Depuis l’an dernier, Ubisoft a entamé une nouvelle approche contre le piratage. Plutôt que d’investir sans fin dans des verrous numériques, qui sont tôt ou tard contournés, l’éditeur français demande désormais aux joueurs de se connecter à ses serveurs à chaque partie, afin de vérifier si la version du jeu qui est installée est bien légale. Des titres comme Assassin’s Creed 2 ou Silent Hunter V nécessitent ainsi une connexion permanente pour jouer.

La nouvelle politique d’Ubisoft ne fait évidemment pas l’unanimité chez les joueurs. Lors de la sortie d’Assassin’s Creed 2 sur Windows, de nombreux avis négatifs sont apparus sur la toile et en particulier sur le site de commerce en ligne Amazon. À l’heure où nous écrivons ces lignes, le jeu atteint tout juste la moyenne (2,5 étoiles sur 5) et 29 avis sur 58 sont à deux étoiles ou moins (27 étant à une étoile).

La controverse sur le DRM de connexion n’a pour autant pas affecté la détermination d’Ubisoft à persister dans cette voie. À l’occasion d’un entretien accordé à PC Gamer, un porte-parole du groupe français a même vanté les mérites du dispositif contre le piratage. Les jeux qui nécessitent une connexion à Internet auraient vu leur taux de piratage se réduire significativement.

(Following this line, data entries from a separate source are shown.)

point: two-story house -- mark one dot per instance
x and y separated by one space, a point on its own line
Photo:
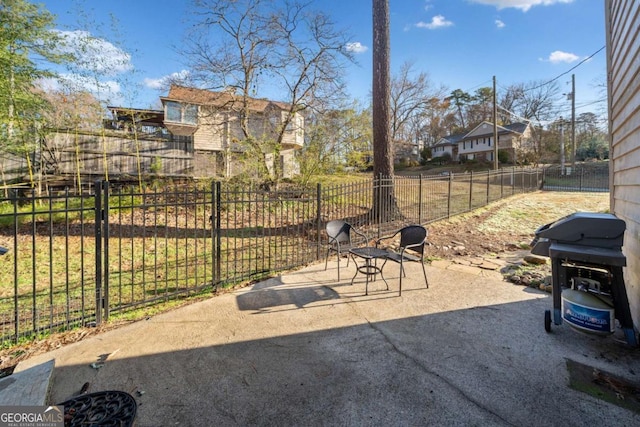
447 146
479 143
213 119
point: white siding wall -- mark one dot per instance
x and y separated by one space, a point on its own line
623 59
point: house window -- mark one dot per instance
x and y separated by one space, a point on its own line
181 113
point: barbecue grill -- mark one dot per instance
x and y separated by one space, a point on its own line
586 266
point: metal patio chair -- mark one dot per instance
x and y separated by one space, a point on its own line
340 235
412 239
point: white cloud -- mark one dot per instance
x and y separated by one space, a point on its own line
437 21
164 81
356 47
95 55
108 91
523 5
558 56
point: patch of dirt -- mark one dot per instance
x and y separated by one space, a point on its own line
496 231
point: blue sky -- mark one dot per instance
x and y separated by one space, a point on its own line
460 44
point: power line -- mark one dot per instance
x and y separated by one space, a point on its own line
568 71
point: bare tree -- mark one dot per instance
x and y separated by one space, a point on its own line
535 102
384 201
459 100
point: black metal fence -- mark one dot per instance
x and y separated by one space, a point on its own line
77 259
581 178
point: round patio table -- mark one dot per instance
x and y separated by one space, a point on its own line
370 255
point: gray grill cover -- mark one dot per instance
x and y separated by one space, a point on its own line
597 230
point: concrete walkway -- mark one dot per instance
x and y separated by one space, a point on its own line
304 349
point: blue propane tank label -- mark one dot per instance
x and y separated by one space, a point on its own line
588 318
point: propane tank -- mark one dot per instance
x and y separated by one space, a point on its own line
588 312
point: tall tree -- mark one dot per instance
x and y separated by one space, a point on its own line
381 91
459 100
26 39
236 46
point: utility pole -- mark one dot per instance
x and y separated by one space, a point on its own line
495 127
562 160
573 122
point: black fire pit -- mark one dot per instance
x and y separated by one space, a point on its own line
102 408
586 265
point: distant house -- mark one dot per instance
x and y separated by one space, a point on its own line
447 145
206 125
213 119
478 144
623 45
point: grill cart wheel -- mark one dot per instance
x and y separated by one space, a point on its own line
547 320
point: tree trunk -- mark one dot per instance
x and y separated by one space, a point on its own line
384 201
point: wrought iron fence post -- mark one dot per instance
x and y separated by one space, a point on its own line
488 175
420 201
98 246
471 191
105 240
16 317
218 237
318 218
449 195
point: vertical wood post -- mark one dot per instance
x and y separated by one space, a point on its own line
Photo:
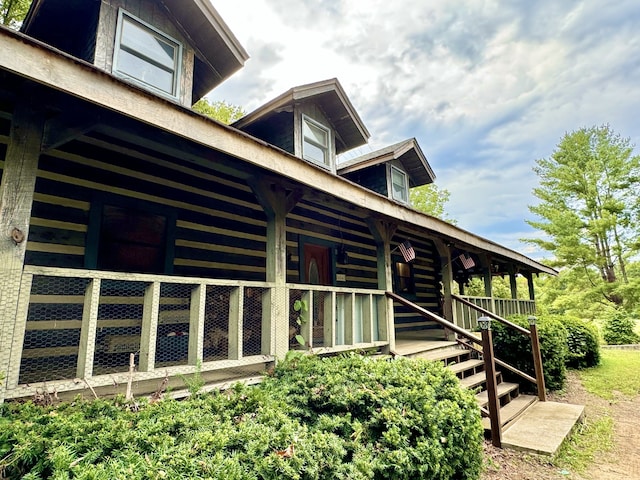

Il y a « une nette réduction du piratage de nos titres qui nécessitent une connexion permanente à Internet, et de ce point de vue ce dispositif est un succès » a-t-il expliqué. Pas question, donc, d’abandonner une condition qui a un effet notable sur le piratage des jeux. Preuve en est, le prochain titre d’Ubisoft, Driver : San Francisco, nécessite lui aussi une connexion à Internet pour jouer.

À supposer que le DRM de connexion influe effectivement sur le taux de piratage des jeux d’Ubisoft, il faut toutefois relativiser ses mérites. Le dispositif introduit en effet de nouvelles difficultés qui peuvent affecter le client qui ne pirate pas. Cela peut se produire du côté d’Ubisoft (serveurs indisponibles, abandon du support du jeu, attaques informatiques…) ou du côté du client (ligne Internet perturbée, déplacement sans connexion à portée…).